INTERACTION WITH BEST-EFFORT TRAFFIC: Implementors of this service should clearly understand that in certain circumstances (routers acting as the "split points" of a multicast distribution tree supporting a shared reservation) large numbers of a flow's packets may fail the TSpec conformance test *as a matter of normal operation*. According to the requirements of Section 7, these packets should be forwarded on a best-effort basis if resources permit.
If the network element's best-effort queueing algorithm does not distinguish between these packets and elastic best-effort traffic such as TCP flows, THE EXCESS CONTROLLED-LOAD PACKETS WILL "BACK OFF" THE ELASTIC TRAFFIC AND DOMINATE THE BEST-EFFORT BANDWIDTH USAGE. The integrated services framework does not currently address this issue. However, several possible solutions to the problem are known [RED, xFQ]. Network elements supporting the controlled load service should implement some mechanism in their best-effort queueing path to discriminate between classes of best-effort traffic and provide elastic traffic with protection from inelastic best-effort flows.
Two basic approaches are available to meet this requirement. The network element can maintain separate resource allocations for different classes of best-effort traffic, so that no one class will excessively dominate the loaded best-effort mix. Alternatively, an element can process excess controlled-load traffic at somewhat lower priority than elastic best-effort traffic, so as to completely avoid the back-off effect discussed above.
If most or all controlled-load traffic arises from non-rate-adaptive real-time applications, the use of priority mechanisms might be desirable. If most controlled-load traffic arises from rate-adaptive realtime or elastic applications attempting to establish a bounded minimum level of service, the use of separate resource classes might be preferable. However, this is not a firm guideline. In practice, the network element designer's choice of mechanism will depend heavily on both the goals of the design and the implementation techniques appropriate for the designer's platform. This version of the service specification does not specify one or the other behavior, but leaves the choice to the implementor.

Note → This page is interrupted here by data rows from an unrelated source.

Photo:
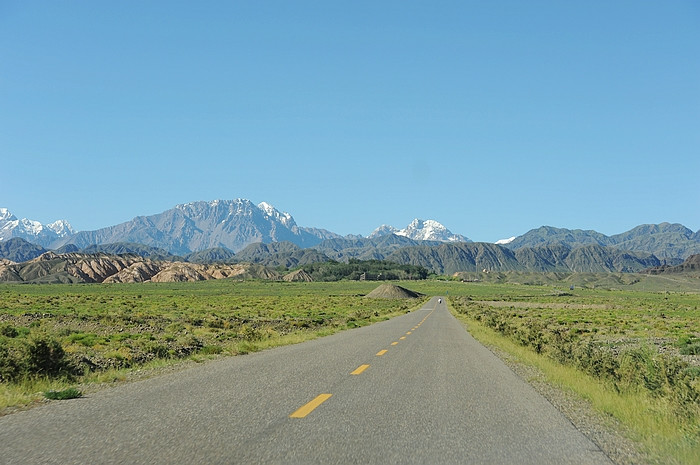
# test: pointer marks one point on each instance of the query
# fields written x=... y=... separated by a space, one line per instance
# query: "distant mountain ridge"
x=666 y=241
x=32 y=231
x=421 y=230
x=236 y=231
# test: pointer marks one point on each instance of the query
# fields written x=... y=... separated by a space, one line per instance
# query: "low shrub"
x=70 y=393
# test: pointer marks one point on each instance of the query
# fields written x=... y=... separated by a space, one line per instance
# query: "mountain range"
x=235 y=231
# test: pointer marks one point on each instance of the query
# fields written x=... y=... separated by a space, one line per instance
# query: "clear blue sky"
x=491 y=117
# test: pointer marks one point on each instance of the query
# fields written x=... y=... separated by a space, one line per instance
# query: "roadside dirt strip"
x=415 y=389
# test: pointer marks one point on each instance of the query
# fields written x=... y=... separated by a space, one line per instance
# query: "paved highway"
x=415 y=389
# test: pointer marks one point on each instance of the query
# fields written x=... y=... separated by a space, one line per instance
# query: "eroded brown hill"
x=103 y=268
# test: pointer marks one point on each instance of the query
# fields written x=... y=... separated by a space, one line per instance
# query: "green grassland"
x=633 y=354
x=632 y=341
x=52 y=336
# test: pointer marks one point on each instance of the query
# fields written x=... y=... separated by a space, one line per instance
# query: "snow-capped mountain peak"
x=6 y=215
x=421 y=230
x=505 y=241
x=61 y=227
x=283 y=217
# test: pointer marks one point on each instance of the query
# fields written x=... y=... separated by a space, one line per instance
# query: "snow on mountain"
x=505 y=241
x=31 y=230
x=5 y=215
x=62 y=228
x=421 y=230
x=383 y=230
x=283 y=217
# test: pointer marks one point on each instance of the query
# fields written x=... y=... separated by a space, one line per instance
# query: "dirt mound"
x=391 y=291
x=691 y=265
x=298 y=276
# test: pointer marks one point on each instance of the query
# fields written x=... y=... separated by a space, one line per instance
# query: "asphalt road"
x=415 y=389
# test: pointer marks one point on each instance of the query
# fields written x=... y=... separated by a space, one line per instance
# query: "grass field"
x=633 y=341
x=53 y=336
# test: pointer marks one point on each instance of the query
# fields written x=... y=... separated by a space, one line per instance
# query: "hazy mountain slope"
x=421 y=230
x=450 y=258
x=121 y=248
x=30 y=230
x=213 y=255
x=199 y=226
x=98 y=268
x=690 y=266
x=665 y=240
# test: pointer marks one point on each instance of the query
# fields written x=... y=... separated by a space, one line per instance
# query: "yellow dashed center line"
x=308 y=408
x=359 y=369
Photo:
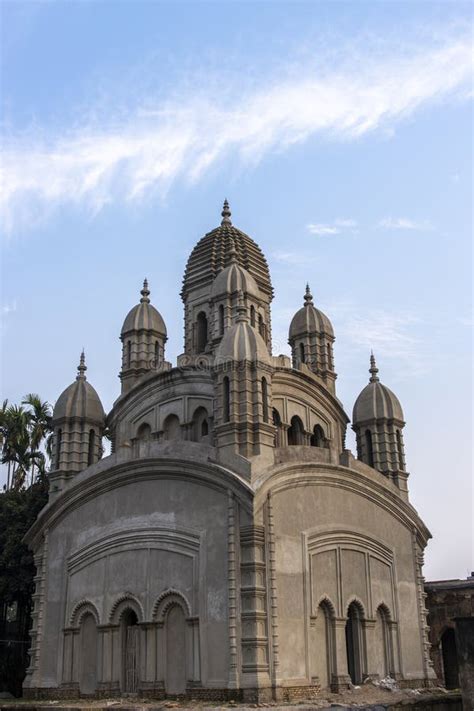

FORWARDING BEHAVIOR IN PRESENCE OF NONCONFORMANT TRAFFIC: As indicated in Section 7, the controlled-load service does not define the QoS behavior delivered to flows with non-conformant arriving traffic. It is permissible either to degrade the service delivered to all of the flow's packets equally, or to sort the flow's packets into a conformant set and a nonconformant set and deliver different levels of service to the two sets.
In the first case, expected queueing delay and packet loss probability will rise for all packets in the flow, but packet delivery reordering will, in general, remain at low levels. This behavior is preferable for those applications or transport protocols which are sensitive to excessive packet reordering. A possible example is an unmodified TCP connection, which would see reordering as lost packets, triggering duplicate acks and hence excessive retransmissions.
In the second case, some subset of the flow's packets will be delivered with low loss and delay, while some other subset will be delivered with higher loss and potentially higher delay. The delayed packets will appear to the receiver to have been reordered in the network, while the non-delayed packets will, on average, arrive in a more timely fashion than if all packets were treated equally. This might be preferable for applications which are highly time-sensitive, such as interactive conferencing tools.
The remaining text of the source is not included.